Concordo com o Irmão Onildo ao afirmar que não estamos mais na Roma Antiga, onde os Césares detinham todo o poder. No entanto, mesmo nos dias atuais, vemos situações em que Grãos-Mestres de outras potências maçônicas brasileiras não reconhecem os obreiros do GOPB como regulares.

 

É importante lembrar que os Landmarks, embora sejam princípios fundamentais da maçonaria, não devem ser utilizados para justificar o descumprimento das normas constitucionais de cada potência.

 

Conclamo a todos os irmãos a seguir o conselho do Irmão Onildo: deixemos de lado as diferenças e a vaidade, pois a vaidade gera intolerância e insegurança. Intensifiquemos nossa participação nas atividades das lojas e promovamos a renovação das lideranças, combatendo o carreirismo que prejudica a nossa instituição.

 

Sugiro, humildemente, aos Veneráveis Deputados do GOPB que aprovem leis estabelecendo limites para a recondução aos cargos eletivos e de confiança. Dessa forma, após cumprir um mandato ou ocupar um cargo por determinado período, cada obreiro teria um período de afastamento, similar a um sabático. Assim como São João nos ensinou, a renovação constante é fundamental para o crescimento espiritual e intelectual. Nossos veneráveis mestres poderiam servir como exemplo, demonstrando a importância da alternância de lideranças.

 

A busca pela liberdade, igualdade e fraternidade é um processo contínuo. A maçonaria, como uma instituição em constante evolução, tem o dever de promover esses valores em todas as suas ações.

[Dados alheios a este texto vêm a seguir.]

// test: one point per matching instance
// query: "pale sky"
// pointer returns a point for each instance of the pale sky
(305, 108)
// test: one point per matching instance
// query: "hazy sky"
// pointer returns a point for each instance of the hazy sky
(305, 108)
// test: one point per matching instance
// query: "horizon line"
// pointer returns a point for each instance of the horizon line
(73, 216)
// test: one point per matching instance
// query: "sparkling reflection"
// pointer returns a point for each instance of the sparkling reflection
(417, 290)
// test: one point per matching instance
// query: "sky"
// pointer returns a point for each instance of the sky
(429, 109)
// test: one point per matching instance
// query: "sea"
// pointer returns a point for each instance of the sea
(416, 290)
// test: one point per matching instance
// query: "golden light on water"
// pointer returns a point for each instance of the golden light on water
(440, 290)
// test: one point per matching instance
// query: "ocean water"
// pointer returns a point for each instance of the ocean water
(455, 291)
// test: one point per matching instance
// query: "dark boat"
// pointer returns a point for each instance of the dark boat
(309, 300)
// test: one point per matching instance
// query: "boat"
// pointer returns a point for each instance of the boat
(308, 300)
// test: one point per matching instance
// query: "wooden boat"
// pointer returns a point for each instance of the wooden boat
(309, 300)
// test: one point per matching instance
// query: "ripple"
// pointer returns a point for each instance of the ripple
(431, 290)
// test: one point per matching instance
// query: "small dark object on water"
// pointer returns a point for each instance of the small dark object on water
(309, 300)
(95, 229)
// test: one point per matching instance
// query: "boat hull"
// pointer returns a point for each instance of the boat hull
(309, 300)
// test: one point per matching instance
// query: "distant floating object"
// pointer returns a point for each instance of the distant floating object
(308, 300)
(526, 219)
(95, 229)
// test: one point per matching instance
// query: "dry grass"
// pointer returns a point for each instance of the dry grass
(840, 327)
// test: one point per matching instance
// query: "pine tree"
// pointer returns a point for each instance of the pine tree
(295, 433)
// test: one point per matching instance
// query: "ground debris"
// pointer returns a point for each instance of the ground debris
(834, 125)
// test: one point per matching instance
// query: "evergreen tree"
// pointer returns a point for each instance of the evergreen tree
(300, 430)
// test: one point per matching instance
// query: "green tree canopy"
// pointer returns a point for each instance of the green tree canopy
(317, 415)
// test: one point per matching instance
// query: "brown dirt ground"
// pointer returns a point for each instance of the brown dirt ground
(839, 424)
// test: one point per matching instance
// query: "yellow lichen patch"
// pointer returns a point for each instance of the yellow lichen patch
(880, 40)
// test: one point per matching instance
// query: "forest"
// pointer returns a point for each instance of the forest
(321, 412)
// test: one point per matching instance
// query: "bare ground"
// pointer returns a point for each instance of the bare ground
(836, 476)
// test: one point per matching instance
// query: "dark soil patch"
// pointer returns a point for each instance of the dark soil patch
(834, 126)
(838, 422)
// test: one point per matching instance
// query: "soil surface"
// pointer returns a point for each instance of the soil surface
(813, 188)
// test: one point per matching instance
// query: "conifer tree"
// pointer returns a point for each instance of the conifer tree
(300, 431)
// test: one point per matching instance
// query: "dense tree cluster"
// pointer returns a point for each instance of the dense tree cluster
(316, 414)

Ao refletir sobre nossas práticas e a história da nossa ordem, podemos identificar os desafios e as oportunidades para construir um futuro mais justo e equitativo.

 

Exortação

 

Irmãos, como nos ensina o Ritual, a fraternidade é o laço que nos une. Que esse laço se fortaleça a cada dia, nos impulsionando a buscar um mundo mais justo e equitativo.

 

Ao refletirmos sobre a história da maçonaria e os desafios do nosso tempo, renovemos nosso compromisso com os princípios da liberdade, igualdade e fraternidade.

 

Participem ativamente das nossas lojas, defendam os valores maçônicos e contribuam para um mundo melhor. Que a luz da razão ilumine nossos caminhos e nos guie rumo a um futuro mais justo e fraterno.

 

Poeta Hiran de Melo - Mestre Instalado, Cavaleiro Rosa Cruz e Noaquita - oráculo de Melquisedec, junho de 2015.